Pertentangan atau konflik yang terjadi antara individu-individu atau kelompok-kelompok yang mempunyai hubungan atau kepentingan yang sama atas suatu objek kepemilikan, yang menimbulkan akibat hukum antara satu dengan yang lain.
sedangkan menurut Ali Achmad berpendapat
:
Sengketa adalah pertentangan antara dua pihak atau lebih yang berawal dari persepsi yang berbeda tentang suatu kepentingan atau hak milik yang dapat menimbulkan akibat hukum bagi keduanya.
Sengketa adalah pertentangan antara dua pihak atau lebih yang berawal dari persepsi yang berbeda tentang suatu kepentingan atau hak milik yang dapat menimbulkan akibat hukum bagi keduanya.
Cara – Cara Penyelesaian
Sengketa
a.
Negosiasi
Negosiasi
merupakan cara penyelesaian sengketa secara damai yang cukup lama dipakai.
Sampai pada permulaan abad ke-20, negosiasi menjadi satu-satunya cara yang
dipakai dalam penyelesaian sengketa. Sampai saat ini cara penyelesaian melalui
negosiasi biasanya adalah cara yang pertama kali ditempuh oleh para pihak yang
bersengketa. Penyelesaian sengketa ini dilakukan secara langsung oleh para
pihak yang bersengketa melalui dialog tanpa ada keikutsertaan dari pihak
ketiga.
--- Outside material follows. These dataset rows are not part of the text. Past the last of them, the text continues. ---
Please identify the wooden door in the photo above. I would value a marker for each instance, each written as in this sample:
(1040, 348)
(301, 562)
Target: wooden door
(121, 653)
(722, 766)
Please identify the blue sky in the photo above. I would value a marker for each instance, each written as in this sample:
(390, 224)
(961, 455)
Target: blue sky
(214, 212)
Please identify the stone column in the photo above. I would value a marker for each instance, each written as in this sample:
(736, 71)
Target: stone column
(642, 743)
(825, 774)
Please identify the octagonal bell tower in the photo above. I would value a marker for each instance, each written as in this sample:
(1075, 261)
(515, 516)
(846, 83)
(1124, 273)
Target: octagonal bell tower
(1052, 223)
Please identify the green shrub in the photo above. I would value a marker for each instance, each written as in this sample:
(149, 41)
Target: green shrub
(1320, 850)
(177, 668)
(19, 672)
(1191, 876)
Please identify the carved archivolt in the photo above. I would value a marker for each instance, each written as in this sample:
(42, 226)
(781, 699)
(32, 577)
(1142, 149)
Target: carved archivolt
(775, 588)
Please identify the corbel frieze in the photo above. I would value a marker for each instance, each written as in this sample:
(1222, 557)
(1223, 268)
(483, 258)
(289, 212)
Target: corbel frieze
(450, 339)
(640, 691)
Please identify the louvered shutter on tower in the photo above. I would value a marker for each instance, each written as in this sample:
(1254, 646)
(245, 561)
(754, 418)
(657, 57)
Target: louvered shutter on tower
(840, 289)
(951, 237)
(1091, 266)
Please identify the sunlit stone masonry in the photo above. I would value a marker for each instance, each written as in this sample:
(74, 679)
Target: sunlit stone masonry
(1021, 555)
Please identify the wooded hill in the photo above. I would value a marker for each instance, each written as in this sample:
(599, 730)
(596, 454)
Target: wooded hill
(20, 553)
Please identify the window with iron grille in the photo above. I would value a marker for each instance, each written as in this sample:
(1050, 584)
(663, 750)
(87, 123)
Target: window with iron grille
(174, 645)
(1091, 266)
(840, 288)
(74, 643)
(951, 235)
Dalam pelaksanaannya, negosiasi memiliki dua bentuk utama, yaitu
bilateral dan multilateral. Negosiasi dapat dilangsungkan melalui saluran
diplomatik pada konferensi internasional atau dalam suatu lembaga atau
organisasi internasional.
b.
Mediasi
Ketika negara-negara
yang menjadi para pihak dalam suatu sengketa internasional tidak dapat
menemukan pemecahan masalahnya melalui negosiasi, intervensi yang dilakukan
oleh pihak ketiga adalah sebuah cara yang mungkin untuk keluar dari jalan buntu
perundingan yang telah terjadi dan memberikan solusi yang dapat diterima oleh
kedua belah pihak. Pihak ketiga yang melaksanakan mediasi ini tentu saja harus
bersifat netral dan independen. Sehingga dapat memberikan saran yang tidak
memihak salah satu negara pihak sengketa.
Intervensi yang
dilakukan oleh pihak ketiga ini dapat dilakukan dalam beberapa bentuk.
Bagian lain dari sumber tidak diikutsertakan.